Yesterday area religious leaders sent the Portland City Council a letter expressing concern that homeless youth programs might get cut out of the FY 09 budget. That letter received an immediate response from Commissioner Nick Fish. The two of us spent the better part of the day trying to clarify whether or not the funding for the homeless youth system was truly in jeopardy. It came down to an issue of terminology. Yes, the funding is in jeopardy. But the 100% proposed cut in the Bureau of Housing and Community Development was called for not by Commissioner Fish but by the city's mandated ranking system. Confusing? Yes. But Commissioner Fish, a longtime supporter of homeless programs and affordable housing, wants religious leaders to know that he will fight for the youth funding. A letter that he sent late last night underscores his commitment and explains the situation better.
None of the other members of the City Council responded immediately. We need them to continue to hear from community leaders that this funding is important. E-mail each of them and ask that they support Commissioner Fish's budget proposals that would fully fund the homeless youth system.
Here is the text of the letter from Commissioner Fish:
Thank you for contacting me about funding for the Homeless Youth System in the Bureau of Housing and Community Development (BHCD) budget.
My highest priority in these challenging times is to protect the safety net programs that our youth, families, seniors, and people with disabilities depend upon. That is why BHCD's budget request for FY 2009-10 includes an add package seeking continued funding at current levels for the County's Homeless Youth System.
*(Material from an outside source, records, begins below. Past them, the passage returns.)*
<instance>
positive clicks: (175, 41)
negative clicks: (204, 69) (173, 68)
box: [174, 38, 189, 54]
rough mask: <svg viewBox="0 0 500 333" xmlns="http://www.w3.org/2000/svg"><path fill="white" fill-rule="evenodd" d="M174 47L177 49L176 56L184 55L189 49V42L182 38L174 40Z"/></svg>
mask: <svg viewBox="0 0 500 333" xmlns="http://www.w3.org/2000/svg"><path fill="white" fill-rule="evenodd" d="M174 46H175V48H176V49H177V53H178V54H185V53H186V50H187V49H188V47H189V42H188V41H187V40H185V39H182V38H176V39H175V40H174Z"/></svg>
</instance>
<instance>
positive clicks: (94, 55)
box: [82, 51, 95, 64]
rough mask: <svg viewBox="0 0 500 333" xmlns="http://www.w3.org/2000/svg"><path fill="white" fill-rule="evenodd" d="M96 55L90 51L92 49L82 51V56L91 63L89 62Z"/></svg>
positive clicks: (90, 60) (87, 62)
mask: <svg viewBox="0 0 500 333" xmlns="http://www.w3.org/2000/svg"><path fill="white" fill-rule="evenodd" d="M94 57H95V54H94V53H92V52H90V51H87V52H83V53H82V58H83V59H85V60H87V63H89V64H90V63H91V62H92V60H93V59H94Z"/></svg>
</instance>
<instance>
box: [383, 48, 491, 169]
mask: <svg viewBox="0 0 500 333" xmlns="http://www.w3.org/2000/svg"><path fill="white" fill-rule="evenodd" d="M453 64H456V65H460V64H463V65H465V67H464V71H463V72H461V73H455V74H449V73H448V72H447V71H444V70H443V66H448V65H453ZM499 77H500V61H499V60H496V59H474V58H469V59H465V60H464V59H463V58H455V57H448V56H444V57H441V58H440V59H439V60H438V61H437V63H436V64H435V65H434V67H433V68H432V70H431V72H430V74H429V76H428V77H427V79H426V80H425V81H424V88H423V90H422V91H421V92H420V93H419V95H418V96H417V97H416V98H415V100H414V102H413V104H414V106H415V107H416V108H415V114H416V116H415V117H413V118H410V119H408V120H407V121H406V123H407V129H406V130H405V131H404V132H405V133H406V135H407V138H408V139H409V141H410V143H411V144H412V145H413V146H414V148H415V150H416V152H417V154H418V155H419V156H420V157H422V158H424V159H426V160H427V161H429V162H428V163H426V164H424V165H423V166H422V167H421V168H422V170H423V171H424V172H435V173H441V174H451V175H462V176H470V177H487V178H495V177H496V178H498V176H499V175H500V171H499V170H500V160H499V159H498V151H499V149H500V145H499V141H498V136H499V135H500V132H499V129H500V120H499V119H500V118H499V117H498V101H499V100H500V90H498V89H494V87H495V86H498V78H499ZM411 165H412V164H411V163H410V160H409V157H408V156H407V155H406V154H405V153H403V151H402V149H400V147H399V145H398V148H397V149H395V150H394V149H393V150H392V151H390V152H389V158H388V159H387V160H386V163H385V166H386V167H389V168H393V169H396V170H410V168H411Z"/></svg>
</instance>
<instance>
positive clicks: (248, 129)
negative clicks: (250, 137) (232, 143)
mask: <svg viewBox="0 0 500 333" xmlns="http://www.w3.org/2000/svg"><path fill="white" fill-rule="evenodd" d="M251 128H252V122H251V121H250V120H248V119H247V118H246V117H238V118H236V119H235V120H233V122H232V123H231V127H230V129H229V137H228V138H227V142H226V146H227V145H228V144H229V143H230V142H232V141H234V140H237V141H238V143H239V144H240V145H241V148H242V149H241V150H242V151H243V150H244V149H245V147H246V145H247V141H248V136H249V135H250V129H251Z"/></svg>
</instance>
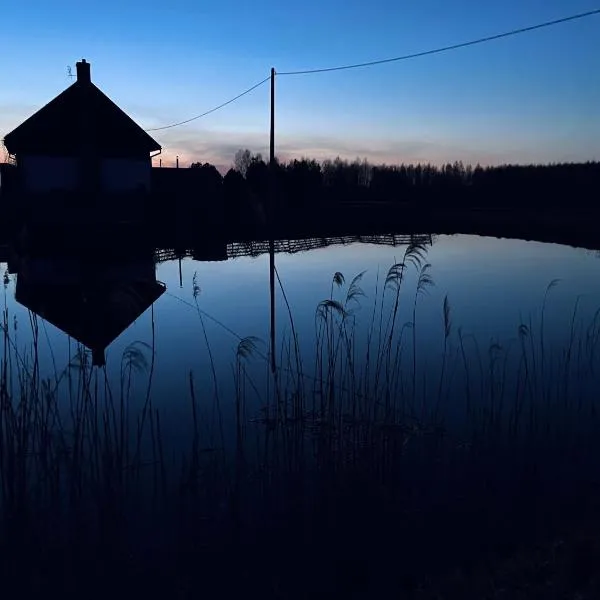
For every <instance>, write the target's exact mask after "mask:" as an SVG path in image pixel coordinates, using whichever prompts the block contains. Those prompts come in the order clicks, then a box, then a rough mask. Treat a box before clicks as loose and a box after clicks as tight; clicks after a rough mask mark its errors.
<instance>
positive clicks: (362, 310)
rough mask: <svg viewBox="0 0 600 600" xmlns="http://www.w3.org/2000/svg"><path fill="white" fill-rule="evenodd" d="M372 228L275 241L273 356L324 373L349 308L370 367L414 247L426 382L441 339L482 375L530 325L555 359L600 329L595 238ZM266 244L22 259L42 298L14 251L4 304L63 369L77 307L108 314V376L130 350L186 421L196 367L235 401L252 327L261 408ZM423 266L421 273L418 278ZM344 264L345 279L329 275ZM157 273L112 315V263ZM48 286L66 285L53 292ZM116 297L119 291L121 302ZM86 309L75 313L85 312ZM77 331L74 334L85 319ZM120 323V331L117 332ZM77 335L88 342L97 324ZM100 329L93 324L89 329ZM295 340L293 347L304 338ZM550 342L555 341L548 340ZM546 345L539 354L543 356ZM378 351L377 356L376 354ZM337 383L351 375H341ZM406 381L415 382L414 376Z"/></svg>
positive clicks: (267, 269) (103, 325) (265, 369)
mask: <svg viewBox="0 0 600 600" xmlns="http://www.w3.org/2000/svg"><path fill="white" fill-rule="evenodd" d="M365 239H366V241H356V240H355V239H352V238H349V239H344V238H341V239H335V238H333V239H319V240H308V241H307V240H305V241H303V242H299V241H295V242H294V241H291V242H290V241H287V242H278V243H277V245H276V250H281V251H280V252H276V253H275V256H274V263H275V269H276V273H275V285H274V306H275V313H274V325H275V336H276V341H275V348H276V353H275V354H276V360H275V362H276V363H279V367H280V368H282V369H284V371H285V370H288V371H290V370H293V368H296V367H297V366H298V362H297V359H296V358H292V357H291V354H294V355H295V354H296V351H297V352H298V353H299V355H300V356H301V361H302V365H303V376H305V377H307V378H308V379H310V380H313V381H314V380H315V378H319V377H320V376H322V375H323V367H322V365H321V366H320V367H319V366H317V364H316V355H317V354H318V348H319V344H320V345H321V346H322V344H323V343H324V339H323V338H322V335H323V334H322V327H323V325H324V324H325V323H326V321H327V319H326V317H327V314H329V313H330V315H329V316H330V318H329V320H328V321H327V322H328V323H329V326H332V324H333V322H334V321H335V322H336V323H338V325H336V328H335V335H338V334H339V332H340V330H339V327H338V326H339V324H340V323H341V321H344V326H345V327H349V326H350V324H351V329H352V334H351V337H352V352H353V353H354V355H353V358H352V365H353V366H352V368H353V370H355V371H356V373H355V375H356V374H357V373H358V372H359V371H360V372H361V373H362V372H363V371H364V368H365V361H366V360H367V342H368V340H369V339H370V347H371V351H370V352H371V354H373V352H374V347H375V346H377V347H381V345H382V344H383V345H385V341H386V339H385V338H386V335H387V333H385V332H384V331H383V330H384V329H386V327H388V328H389V318H390V314H392V313H393V311H394V302H395V295H396V287H394V286H395V285H396V284H397V283H398V281H396V282H394V281H391V280H388V281H387V284H386V277H387V276H388V275H389V272H390V268H392V266H393V265H398V264H402V262H403V261H404V263H405V267H406V268H404V269H401V271H402V282H401V283H400V292H399V296H398V298H399V302H398V308H397V314H396V317H395V320H396V323H397V325H396V328H395V332H394V334H393V336H394V344H397V340H396V335H397V334H398V332H401V333H400V335H401V336H402V338H403V341H401V342H400V345H401V346H402V353H403V354H404V356H405V357H406V358H405V363H406V364H407V368H408V369H409V370H410V371H411V373H410V374H409V375H410V377H413V378H414V376H415V373H416V378H417V380H418V381H419V382H420V383H419V384H418V387H422V385H424V384H423V381H427V382H428V385H429V384H431V385H430V387H432V388H433V387H435V385H434V383H433V382H434V380H435V382H436V385H437V380H438V379H439V377H440V376H441V373H440V369H441V362H442V358H443V355H444V353H445V352H446V353H448V356H450V355H452V360H451V361H450V360H449V361H448V363H450V362H452V363H456V360H457V356H456V352H457V348H458V346H461V347H462V348H461V352H460V354H461V356H462V355H463V352H464V353H465V356H466V358H465V357H463V358H462V359H461V360H463V362H464V360H467V361H468V362H469V364H470V365H471V367H472V370H473V372H474V376H477V375H478V374H479V375H481V362H482V360H483V362H484V363H485V367H483V368H484V370H486V371H487V369H488V366H489V365H488V362H489V355H490V349H492V348H494V349H496V350H497V351H499V352H502V353H505V354H507V355H509V354H510V352H509V350H510V349H512V353H513V355H515V356H519V355H520V354H519V350H518V347H519V346H520V343H521V342H522V341H523V335H524V334H527V333H528V334H529V336H528V341H527V346H528V347H530V346H531V347H533V346H532V345H531V344H532V341H533V344H535V347H536V350H537V353H538V354H539V353H540V352H542V351H543V350H546V353H547V357H546V358H545V360H546V361H548V363H549V364H550V363H551V360H550V358H548V357H549V356H554V355H556V356H560V353H564V352H565V351H566V349H568V348H569V344H571V346H572V345H573V344H574V343H577V342H578V341H581V337H582V336H587V337H589V335H590V331H593V327H594V325H593V324H594V317H595V312H596V310H597V309H598V308H600V294H599V292H600V259H599V257H598V256H597V255H596V254H595V253H594V252H592V251H589V250H584V249H577V248H572V247H567V246H561V245H557V244H544V243H537V242H527V241H521V240H514V239H500V238H489V237H479V236H473V235H420V236H413V237H412V238H411V236H406V235H404V236H401V235H397V236H379V237H376V238H375V237H374V238H365ZM411 239H412V243H415V244H418V246H417V255H415V256H413V257H411V256H409V257H408V260H406V256H405V252H406V251H407V248H409V244H410V243H411ZM319 246H321V247H319ZM303 248H307V249H303ZM311 248H312V249H311ZM265 250H268V244H264V243H263V244H262V245H261V244H260V243H256V244H229V245H228V248H227V254H228V255H229V256H233V258H227V259H226V260H208V261H206V260H195V259H194V258H192V257H190V256H184V257H183V258H180V259H177V258H173V253H172V252H171V253H169V252H165V251H163V252H158V253H157V256H158V257H159V262H157V263H156V266H154V261H152V260H151V259H150V258H149V257H145V258H142V259H140V258H135V257H134V258H131V257H127V256H120V257H117V258H116V259H114V258H113V259H112V262H110V261H109V260H108V259H102V258H100V259H98V258H95V259H94V258H90V257H86V256H72V255H71V256H65V255H64V254H63V255H61V256H60V257H52V256H51V255H48V256H42V257H37V258H29V259H28V260H27V261H23V265H24V266H23V267H22V269H21V270H22V271H24V273H22V274H21V278H22V279H25V278H26V277H27V278H28V279H27V282H28V284H27V289H29V288H31V283H29V280H31V281H33V282H34V283H33V289H34V290H36V289H38V290H40V289H42V288H41V287H40V285H41V283H44V282H45V283H46V286H45V287H44V288H43V289H44V291H43V292H39V291H38V292H35V291H34V292H32V293H29V296H31V295H33V296H35V295H36V293H37V294H38V295H39V294H42V296H43V298H42V299H41V300H40V299H39V298H34V299H33V300H31V298H30V297H29V296H28V293H27V290H26V289H24V288H25V287H26V285H24V284H25V282H24V281H21V283H20V286H21V291H20V293H16V292H17V291H18V289H17V284H16V282H17V281H18V280H19V277H20V275H19V274H8V271H7V265H6V264H2V265H1V268H2V269H3V271H6V273H7V274H6V276H5V285H4V303H5V308H6V315H7V322H8V323H9V331H11V332H12V333H11V336H12V337H13V341H14V343H13V346H12V347H13V348H14V349H15V350H17V349H18V352H19V353H21V354H22V355H23V356H25V355H27V352H28V350H27V349H28V348H30V347H31V343H32V341H33V339H34V330H36V331H37V334H36V336H37V344H36V351H37V355H38V356H39V361H40V362H39V364H40V367H39V368H40V372H41V374H42V376H56V373H57V372H62V371H63V370H64V369H65V367H66V366H67V365H68V364H69V363H70V361H72V359H73V356H74V355H75V354H76V351H77V345H78V342H77V340H76V339H73V338H71V337H69V335H68V333H71V334H72V335H73V332H72V331H70V330H69V325H68V323H66V324H65V321H69V315H70V316H71V320H72V319H75V320H77V318H79V319H80V320H81V319H83V320H84V321H86V320H87V321H86V322H88V324H89V321H90V320H91V321H97V322H98V323H100V322H101V323H103V325H102V326H101V327H103V328H104V333H105V334H106V335H105V337H106V339H103V340H101V341H100V342H99V344H100V346H106V353H105V354H106V372H107V377H108V380H109V381H111V382H112V383H113V385H114V386H116V387H119V385H120V377H121V372H122V369H123V359H124V358H123V357H125V360H126V361H127V359H129V362H128V363H127V364H128V365H129V366H131V364H132V363H131V361H132V360H133V365H134V372H135V379H136V381H137V383H138V384H139V385H141V386H142V388H143V390H144V391H143V393H142V395H144V394H145V389H146V387H145V386H146V385H147V382H148V381H147V380H148V371H149V370H150V367H152V381H151V386H152V397H153V401H154V405H155V406H156V407H159V408H161V409H164V410H165V413H166V414H167V415H168V420H169V422H170V423H171V425H172V426H173V428H174V431H176V430H177V427H178V425H177V418H178V417H180V418H183V416H184V415H187V413H188V409H189V395H190V376H191V377H193V381H194V386H195V389H197V390H198V393H199V394H200V395H202V396H205V397H210V396H211V395H212V394H213V393H214V388H215V382H216V386H217V388H218V393H219V396H220V399H221V401H222V402H223V403H224V405H225V406H227V405H229V406H231V404H232V402H231V399H232V397H233V395H234V379H235V378H234V372H233V368H234V365H235V363H236V356H237V355H238V354H237V352H238V348H239V344H240V341H241V340H244V339H247V340H249V342H248V344H249V345H246V346H244V345H242V348H247V349H248V350H250V352H249V354H250V356H246V353H244V356H245V360H244V369H245V370H246V371H247V373H248V374H249V377H251V379H252V385H253V387H256V388H257V389H256V390H255V393H254V394H253V397H254V402H255V403H254V404H253V405H252V406H251V408H253V409H257V407H258V405H259V404H260V394H261V393H262V392H263V391H264V392H265V397H266V395H267V392H266V390H267V387H268V382H267V379H268V373H269V365H270V362H269V360H268V359H267V355H269V348H270V322H271V321H270V319H271V310H270V292H271V290H270V271H269V254H268V253H266V252H265ZM298 250H299V251H298ZM244 254H245V255H244ZM180 255H181V254H180ZM426 265H427V266H426ZM425 266H426V267H425ZM423 267H425V273H426V278H425V280H424V284H425V285H423V286H421V288H422V289H420V290H419V291H417V287H418V279H419V273H420V269H422V268H423ZM336 273H338V279H337V283H333V278H334V274H336ZM340 274H341V276H340ZM398 274H399V273H398V272H396V275H398ZM154 275H155V277H156V280H157V281H158V282H161V283H162V284H164V286H161V285H159V284H154V286H155V287H152V286H151V288H150V289H146V288H144V289H143V290H142V291H140V289H136V290H135V291H134V292H131V291H130V292H129V294H131V293H135V294H142V296H143V300H140V302H141V304H140V306H139V307H136V309H135V310H134V311H133V313H132V314H131V317H132V318H131V319H129V317H128V316H121V320H122V321H123V320H124V322H123V323H119V324H116V325H115V324H111V325H107V324H106V313H107V312H110V310H111V309H110V308H107V307H108V306H115V307H116V308H114V310H115V311H117V312H118V311H119V310H120V311H121V312H123V309H122V305H123V303H122V302H121V303H120V304H119V300H118V298H117V300H116V301H115V300H114V298H113V300H110V298H109V294H108V292H107V291H106V290H107V289H108V288H110V285H112V284H111V283H110V282H111V281H115V278H117V279H118V280H119V281H121V282H122V281H125V282H126V283H127V282H129V281H140V280H142V279H143V278H144V277H145V278H147V276H149V277H151V278H152V279H153V278H154ZM357 275H360V278H359V280H358V281H357V283H356V286H355V291H357V292H359V293H358V294H357V295H356V296H355V298H354V300H351V301H350V303H349V304H348V305H346V309H347V310H348V315H346V316H345V317H344V316H343V315H342V313H340V312H339V311H338V312H337V313H336V310H338V309H339V308H340V306H338V305H334V304H332V303H331V302H330V303H329V306H328V307H325V306H323V305H322V306H321V309H325V312H323V310H321V312H320V313H319V312H318V310H317V309H318V307H319V303H321V302H322V301H324V300H331V299H333V300H340V301H342V303H343V302H344V301H345V300H346V294H347V291H348V288H349V286H350V285H351V282H352V280H353V278H354V277H356V276H357ZM111 277H112V278H113V279H111ZM90 279H93V280H95V281H96V282H97V285H98V286H100V287H101V286H104V295H102V294H101V297H100V299H98V300H96V301H95V302H96V303H95V304H93V303H92V304H93V306H92V304H88V310H89V312H88V313H86V314H85V315H84V314H83V313H81V314H79V313H77V311H78V310H79V309H78V308H77V307H76V306H75V305H74V304H73V297H74V296H78V294H80V288H81V286H82V285H85V284H84V281H88V282H89V281H90ZM103 281H104V283H102V282H103ZM40 282H41V283H40ZM36 285H38V287H37V288H36V287H35V286H36ZM140 285H141V284H140ZM77 286H79V288H78V287H77ZM48 295H50V296H52V295H54V296H55V297H54V298H52V297H50V298H48V297H47V296H48ZM113 296H114V294H113ZM382 297H383V299H384V301H383V303H382V302H381V300H382ZM28 298H29V299H28ZM110 302H113V303H114V302H117V304H113V305H110ZM57 304H58V305H60V306H58V307H57V306H56V305H57ZM150 306H151V308H149V307H150ZM61 307H62V308H61ZM28 308H33V311H31V312H30V311H29V310H28ZM413 309H414V314H413ZM36 310H37V314H36V312H35V311H36ZM53 310H54V311H55V312H56V311H58V312H59V313H62V317H61V316H60V315H59V316H58V317H57V316H56V315H54V314H53V313H52V311H53ZM445 310H446V314H445ZM327 311H329V312H328V313H327ZM130 312H131V311H130ZM51 313H52V314H51ZM65 313H66V315H67V316H65ZM76 313H77V314H78V315H79V317H75V314H76ZM138 313H142V314H139V315H138ZM326 313H327V314H326ZM42 314H46V315H50V318H49V321H46V320H44V319H42V318H40V315H42ZM319 314H320V317H319V316H318V315H319ZM445 316H446V323H445ZM136 317H137V318H136ZM61 319H62V320H61ZM103 319H104V320H103ZM413 319H414V332H413ZM129 321H133V322H131V324H130V323H129ZM53 323H54V324H53ZM61 324H62V329H61V328H59V327H61ZM56 325H58V326H56ZM403 326H404V328H403ZM590 327H591V328H592V329H590ZM111 328H112V329H115V331H114V332H113V331H112V329H111ZM445 328H447V330H446V329H445ZM123 329H124V331H122V333H120V331H121V330H123ZM108 330H111V331H110V332H109V331H108ZM74 331H75V333H74V335H75V336H77V331H78V330H77V327H76V326H75V330H74ZM319 331H321V334H320V335H321V338H320V339H321V341H320V342H319V341H318V339H319V338H318V332H319ZM369 332H370V333H369ZM119 333H120V335H119ZM388 333H389V330H388ZM413 333H414V339H413ZM446 333H447V334H448V335H447V336H446ZM92 337H93V335H92ZM446 337H447V339H446ZM113 338H116V339H114V341H112V339H113ZM375 338H376V340H375ZM529 338H531V339H529ZM574 338H576V339H574ZM79 339H80V340H81V339H83V340H84V341H85V339H86V338H85V334H83V337H81V336H80V337H79ZM88 339H92V338H90V334H88ZM94 339H95V338H94ZM294 339H296V340H297V347H296V344H292V341H293V340H294ZM588 341H589V340H588ZM542 342H543V344H544V346H545V348H544V349H542V348H541V347H540V348H538V347H537V345H538V344H541V343H542ZM344 344H346V343H345V342H344ZM445 344H446V350H444V346H445ZM346 345H347V344H346ZM292 346H293V348H292ZM451 347H453V348H454V351H453V352H451V350H450V348H451ZM82 348H83V347H82ZM88 350H89V348H88ZM322 350H323V348H321V353H322ZM413 350H416V352H415V354H416V356H417V357H418V361H417V365H416V370H415V373H413V372H412V370H413V367H414V365H413V364H412V358H411V357H410V355H412V354H413ZM290 352H291V354H290ZM153 354H154V360H152V355H153ZM330 358H331V357H330ZM535 358H536V356H532V357H531V359H532V361H534V360H535ZM538 359H541V357H538ZM345 360H346V359H345V358H344V356H343V351H340V349H339V348H338V349H337V354H336V361H339V364H341V363H344V361H345ZM370 360H371V361H373V360H374V359H373V358H372V356H371V358H370ZM396 360H397V356H396ZM292 363H294V364H292ZM346 366H348V365H346ZM292 367H293V368H292ZM336 368H337V367H336ZM388 368H389V365H388ZM446 368H447V369H448V368H449V365H446ZM315 369H318V370H319V372H318V373H317V372H316V371H315ZM363 374H364V373H363ZM347 376H348V374H347V373H343V372H338V371H336V372H335V375H333V377H334V378H336V377H342V378H343V377H347ZM540 376H541V372H540ZM410 377H409V378H410ZM459 379H460V377H459ZM337 383H338V384H340V385H341V381H338V382H337ZM412 384H414V381H413V382H412ZM412 384H411V385H412ZM407 385H408V383H407ZM461 385H462V384H461ZM402 389H404V390H405V391H406V388H405V387H404V386H403V388H402ZM410 393H411V394H412V392H410ZM419 393H421V392H419ZM257 401H258V404H256V402H257Z"/></svg>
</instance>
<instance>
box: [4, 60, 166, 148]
mask: <svg viewBox="0 0 600 600" xmlns="http://www.w3.org/2000/svg"><path fill="white" fill-rule="evenodd" d="M81 64H82V63H78V65H77V66H78V73H79V67H80V65H81ZM83 64H84V65H85V66H87V65H89V63H85V61H83ZM87 73H88V77H78V79H77V81H76V82H75V83H74V84H72V85H71V86H70V87H68V88H67V89H66V90H64V91H63V92H62V93H60V94H59V95H58V96H57V97H56V98H54V100H51V101H50V102H49V103H48V104H46V105H45V106H44V107H42V108H41V109H40V110H38V111H37V112H36V113H34V114H33V115H32V116H31V117H29V118H28V119H27V120H26V121H24V122H23V123H21V125H19V126H18V127H17V128H16V129H14V130H13V131H11V132H10V133H9V134H8V135H6V136H5V138H4V145H5V146H6V149H7V150H8V151H9V152H10V153H11V154H15V155H19V154H21V153H27V154H33V153H36V154H37V153H39V154H44V155H65V154H66V155H70V154H73V153H76V154H77V153H79V150H80V148H81V146H82V143H85V142H86V141H88V140H86V139H84V137H89V138H90V139H93V144H94V148H95V150H96V151H97V153H98V154H99V155H100V156H111V157H119V156H139V155H146V154H149V153H150V152H154V151H156V150H160V149H161V146H160V144H159V143H158V142H156V141H155V140H154V139H153V138H152V137H151V136H149V135H148V134H147V133H146V132H145V131H144V130H143V129H142V128H141V127H140V126H139V125H138V124H137V123H136V122H135V121H134V120H133V119H132V118H131V117H129V116H128V115H127V114H126V113H125V112H123V111H122V110H121V109H120V108H119V107H118V106H117V105H116V104H115V103H114V102H113V101H112V100H111V99H110V98H109V97H108V96H107V95H106V94H104V92H102V91H101V90H100V89H99V88H97V87H96V86H95V85H94V84H93V83H92V82H91V80H90V79H89V67H88V70H87ZM83 114H85V115H86V123H87V129H86V130H85V131H86V132H85V134H84V131H83V128H82V126H81V120H80V119H81V115H83Z"/></svg>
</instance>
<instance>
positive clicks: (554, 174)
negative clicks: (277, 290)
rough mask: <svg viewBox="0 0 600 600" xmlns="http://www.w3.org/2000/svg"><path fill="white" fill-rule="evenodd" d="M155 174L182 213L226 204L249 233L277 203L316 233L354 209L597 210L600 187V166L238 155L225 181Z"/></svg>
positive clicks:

Here are our challenges. The City will have fewer resources than it did last year, and Council will have to make tough budget choices this Spring. BHCD's budget situation is particularly daunting, since approximately 20% of its budget for the current year (FY 2008-09) is made up of 'one-time only' discretionary funding from the City's General Fund. Economic projections prepared by the City's finance office suggest that Council will have little or no discretionary funding to allocate in the FY 2009-10 budget.
To further complicate matters, as part of this budget process, Council required the Bureau to rank all of its programs on two scales: how important the public thinks they are, and how essential they are to carrying out the Bureau's mission. These rankings are on the City's budget website. 'Pass-through' funding to the County for homeless youth system programs received a lower ranking from the Bureau than programs serving homeless adults, because, under Resolution A, the City has primary responsibility for funding the system that serves unaccompanied adults, while the County is the primary sponsor of the systems that serve families with children and youth.
Notwithstanding the foregoing, I will fight to ensure that all safety net programs remain adequately funded next year, and explore every option to identify resources.
BHCD will present its requested budget to City Council on Friday, March 13th. The Mayor will release his proposed budget for the City on or about April 28th. You and other members of the public will have an opportunity to address Council at public hearings before the full City Council on May 20-21. Please watch the City's budget website, www.portlandonline.com/omf/index.cfm?c=26061, for details.
Thank you for your commitment to homeless and at-risk youth. Your participation in the City's budget process helps to ensure that Council's decisions will be sound and well-informed.
Sincerely, Nick Fish
Again, I urge you to contact the other members of the council and impress on them how important it is for Portland to protect programs for vulnerable populations.
Finally, Dr. Kathy Oliver, executive director of Outside In, asked me to share this message with those who signed the letter to the City Council:
Would you please extend my thanks to the leaders in the faith community who signed the letter in support of funding shelter and housing for Portland's homeless youth?
I believe it had an impact. I'm very appreciative.